Yes, everything is there: they have made sure that all the elements common to other films of the series are present: punching fights, innumerable chases, humour, the charismatic sidekick, bugs and reptiles, dark catacombs,... Just hearing another character calling Harrison Ford “Dr. Jones”, or having the main theme on the big screen again after such a long wait makes it all worth it.
However, certain aspects of the film deviate from the atmosphere present in the previous three films. A few far-fetched situations, even for Indiana Jones, somehow manage to ruin the credibility of all other things, humanly impossible and still believable, that the character has done in previous films (Indy is not 007!). Some scenes, like the very first one, seem to be unnecessary long and reduce the pace of the film and makes it harder for the spectator to get into the story. And of course, there is what Indy's new adventure is about: it seems to fit perfectly with the others when, suddenly... well, we are taken in a direction where we don't want to go! (you'd better watch and judge for yourself).
Something similar happens with the load of visual effects. Just as we saw in Star Wars, the urge is felt, it seems, of making use and overuse of the new technologies where they hadn't been needed before. The result, rather than Indy, feels more like watching its putative relative, The Mummy. Actors don't seem to get along with the new technologies either and so sometimes they just stand there looking around, unable to interact with the digital part of the set, fact which contributes to a couple of unsuccessful scenes.
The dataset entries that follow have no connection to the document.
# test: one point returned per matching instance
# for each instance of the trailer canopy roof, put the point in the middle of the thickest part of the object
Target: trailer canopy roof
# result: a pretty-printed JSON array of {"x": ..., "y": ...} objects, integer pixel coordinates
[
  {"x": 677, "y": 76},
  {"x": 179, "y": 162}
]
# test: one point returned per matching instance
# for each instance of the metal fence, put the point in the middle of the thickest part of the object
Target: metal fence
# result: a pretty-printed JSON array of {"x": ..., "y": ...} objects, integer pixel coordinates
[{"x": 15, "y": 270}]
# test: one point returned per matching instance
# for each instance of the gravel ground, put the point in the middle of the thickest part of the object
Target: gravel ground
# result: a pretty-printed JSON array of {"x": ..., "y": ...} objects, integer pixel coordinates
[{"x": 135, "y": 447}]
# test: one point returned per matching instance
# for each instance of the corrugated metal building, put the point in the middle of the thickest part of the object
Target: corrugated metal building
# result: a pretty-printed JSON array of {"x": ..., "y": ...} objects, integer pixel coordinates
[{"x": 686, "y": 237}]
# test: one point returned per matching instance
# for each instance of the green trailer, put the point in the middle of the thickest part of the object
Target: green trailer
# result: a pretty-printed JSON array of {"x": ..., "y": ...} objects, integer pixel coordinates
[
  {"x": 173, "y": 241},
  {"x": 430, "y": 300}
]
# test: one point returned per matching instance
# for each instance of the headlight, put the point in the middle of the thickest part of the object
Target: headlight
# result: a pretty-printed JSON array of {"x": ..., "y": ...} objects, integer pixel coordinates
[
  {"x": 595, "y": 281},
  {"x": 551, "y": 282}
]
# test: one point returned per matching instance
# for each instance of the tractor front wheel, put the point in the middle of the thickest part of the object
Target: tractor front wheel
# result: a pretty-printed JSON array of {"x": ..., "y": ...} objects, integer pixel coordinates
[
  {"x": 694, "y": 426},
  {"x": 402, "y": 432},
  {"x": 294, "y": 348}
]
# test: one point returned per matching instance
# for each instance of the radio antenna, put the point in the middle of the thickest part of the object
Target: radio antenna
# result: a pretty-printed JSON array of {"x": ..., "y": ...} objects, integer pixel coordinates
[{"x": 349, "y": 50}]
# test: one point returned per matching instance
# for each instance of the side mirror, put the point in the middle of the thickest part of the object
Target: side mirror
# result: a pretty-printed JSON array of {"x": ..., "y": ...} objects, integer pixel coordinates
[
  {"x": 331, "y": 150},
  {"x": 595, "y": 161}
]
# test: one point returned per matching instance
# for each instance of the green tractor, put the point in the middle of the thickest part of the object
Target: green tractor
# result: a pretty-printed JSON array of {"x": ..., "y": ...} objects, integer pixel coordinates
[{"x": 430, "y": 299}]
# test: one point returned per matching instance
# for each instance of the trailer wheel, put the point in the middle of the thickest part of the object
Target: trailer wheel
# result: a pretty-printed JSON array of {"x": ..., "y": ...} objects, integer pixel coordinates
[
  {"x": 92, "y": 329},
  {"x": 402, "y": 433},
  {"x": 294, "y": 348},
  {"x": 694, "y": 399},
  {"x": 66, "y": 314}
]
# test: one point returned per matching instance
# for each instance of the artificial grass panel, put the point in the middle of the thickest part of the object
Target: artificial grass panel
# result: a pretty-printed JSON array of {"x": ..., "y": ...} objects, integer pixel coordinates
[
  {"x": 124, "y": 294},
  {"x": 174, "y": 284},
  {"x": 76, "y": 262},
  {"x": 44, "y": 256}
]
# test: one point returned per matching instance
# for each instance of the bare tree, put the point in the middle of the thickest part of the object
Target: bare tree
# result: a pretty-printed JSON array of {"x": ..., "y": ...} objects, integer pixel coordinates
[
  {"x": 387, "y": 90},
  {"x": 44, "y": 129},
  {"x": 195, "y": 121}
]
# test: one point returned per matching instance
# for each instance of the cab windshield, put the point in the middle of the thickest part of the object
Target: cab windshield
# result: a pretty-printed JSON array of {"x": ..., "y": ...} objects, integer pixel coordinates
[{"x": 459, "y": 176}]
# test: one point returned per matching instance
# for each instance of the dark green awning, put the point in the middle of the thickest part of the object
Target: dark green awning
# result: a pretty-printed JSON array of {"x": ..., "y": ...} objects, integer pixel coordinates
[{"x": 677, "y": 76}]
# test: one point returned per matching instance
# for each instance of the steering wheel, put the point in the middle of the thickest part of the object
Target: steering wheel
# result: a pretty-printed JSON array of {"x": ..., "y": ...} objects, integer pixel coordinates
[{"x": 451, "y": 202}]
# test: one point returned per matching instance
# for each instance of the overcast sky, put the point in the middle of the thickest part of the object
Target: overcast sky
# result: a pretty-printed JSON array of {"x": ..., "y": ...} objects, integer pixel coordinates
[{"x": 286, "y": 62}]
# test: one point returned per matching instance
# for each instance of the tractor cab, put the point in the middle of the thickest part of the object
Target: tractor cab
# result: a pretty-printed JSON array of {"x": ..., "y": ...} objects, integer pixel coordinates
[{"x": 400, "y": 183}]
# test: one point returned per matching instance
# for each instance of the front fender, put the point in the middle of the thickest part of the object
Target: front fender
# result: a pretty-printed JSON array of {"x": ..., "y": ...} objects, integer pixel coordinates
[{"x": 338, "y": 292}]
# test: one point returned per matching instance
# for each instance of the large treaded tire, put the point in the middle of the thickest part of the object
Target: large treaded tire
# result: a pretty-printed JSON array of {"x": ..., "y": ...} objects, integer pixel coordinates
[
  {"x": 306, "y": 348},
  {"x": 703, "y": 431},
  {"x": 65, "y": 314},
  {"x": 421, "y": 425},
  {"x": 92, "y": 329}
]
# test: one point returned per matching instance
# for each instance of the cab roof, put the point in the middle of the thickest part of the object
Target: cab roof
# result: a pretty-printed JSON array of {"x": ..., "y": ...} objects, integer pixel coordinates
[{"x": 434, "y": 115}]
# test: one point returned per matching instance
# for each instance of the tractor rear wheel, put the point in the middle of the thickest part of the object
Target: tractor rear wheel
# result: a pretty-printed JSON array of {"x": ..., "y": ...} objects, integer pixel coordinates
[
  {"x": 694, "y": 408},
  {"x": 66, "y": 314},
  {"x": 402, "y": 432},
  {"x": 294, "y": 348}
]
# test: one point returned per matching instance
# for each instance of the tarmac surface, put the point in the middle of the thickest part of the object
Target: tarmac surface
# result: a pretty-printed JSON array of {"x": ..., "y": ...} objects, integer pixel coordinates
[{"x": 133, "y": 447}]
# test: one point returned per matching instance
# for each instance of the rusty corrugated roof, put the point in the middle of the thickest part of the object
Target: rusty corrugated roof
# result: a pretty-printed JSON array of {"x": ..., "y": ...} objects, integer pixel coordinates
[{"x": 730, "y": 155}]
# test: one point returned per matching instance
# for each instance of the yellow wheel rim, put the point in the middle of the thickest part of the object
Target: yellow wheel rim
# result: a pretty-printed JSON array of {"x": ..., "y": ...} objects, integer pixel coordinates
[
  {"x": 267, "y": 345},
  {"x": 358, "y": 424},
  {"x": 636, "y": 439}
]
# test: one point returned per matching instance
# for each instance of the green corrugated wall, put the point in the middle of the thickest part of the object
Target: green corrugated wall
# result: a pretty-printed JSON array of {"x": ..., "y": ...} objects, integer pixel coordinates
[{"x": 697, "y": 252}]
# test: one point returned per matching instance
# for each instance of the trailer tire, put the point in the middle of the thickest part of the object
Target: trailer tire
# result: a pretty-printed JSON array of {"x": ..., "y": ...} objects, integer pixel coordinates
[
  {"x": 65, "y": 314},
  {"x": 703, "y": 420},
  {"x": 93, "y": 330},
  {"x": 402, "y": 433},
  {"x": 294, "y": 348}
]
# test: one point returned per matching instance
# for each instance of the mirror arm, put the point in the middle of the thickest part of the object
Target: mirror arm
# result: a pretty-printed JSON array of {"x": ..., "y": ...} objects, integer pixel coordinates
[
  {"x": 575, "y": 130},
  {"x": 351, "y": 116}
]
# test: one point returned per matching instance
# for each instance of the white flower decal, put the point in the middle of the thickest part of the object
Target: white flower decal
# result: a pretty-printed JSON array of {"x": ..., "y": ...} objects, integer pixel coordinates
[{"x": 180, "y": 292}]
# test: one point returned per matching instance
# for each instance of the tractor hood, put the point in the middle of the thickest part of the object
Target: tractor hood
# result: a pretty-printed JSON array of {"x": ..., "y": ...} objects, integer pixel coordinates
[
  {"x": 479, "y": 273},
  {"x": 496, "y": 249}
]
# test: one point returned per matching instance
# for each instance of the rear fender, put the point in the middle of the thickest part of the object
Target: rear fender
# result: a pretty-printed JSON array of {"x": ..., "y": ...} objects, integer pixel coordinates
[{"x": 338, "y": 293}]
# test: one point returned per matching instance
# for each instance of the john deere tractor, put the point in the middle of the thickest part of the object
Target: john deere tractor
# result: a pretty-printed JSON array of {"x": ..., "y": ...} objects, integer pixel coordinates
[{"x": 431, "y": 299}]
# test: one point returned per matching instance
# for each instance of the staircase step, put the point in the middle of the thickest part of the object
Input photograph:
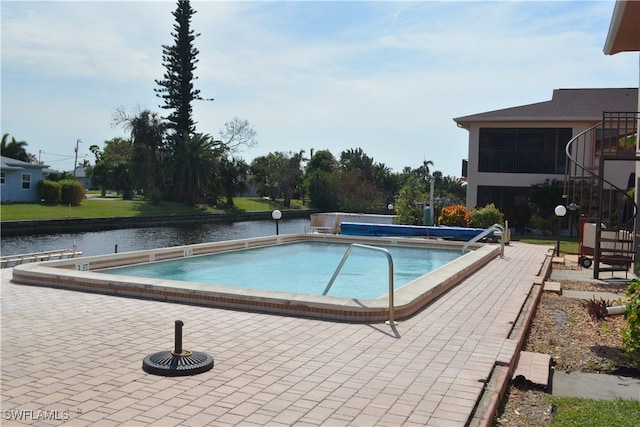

One would think that after managing to go on without Sean Connery in the project quite believably, Spielberg would be able to rely on the rest of the cast (Karen Allen, from the first film, among them) to put strong empathetic characters into play, just as he usually does. Sadly, there are quite a few occasions in which the characters either don't seem to know what to say -or how- or they just come into the scene for no reason, and leave as clumsily. The combination of the relationship between the characters and the high level of adventure is not handled as successfully as it would have been expected, and we are left with a certain thirst for more personal moments and less action (and explanations!): moments to show us more of this new, older Indiana Jones, which is taking more and more after his father, or to enjoy Indy's reunion with his very first film girl.
Let's hope this is a momentary lapse for Spielberg's otherwise excellent craft, and that he is not finally listening to Lucas' directing suggestions.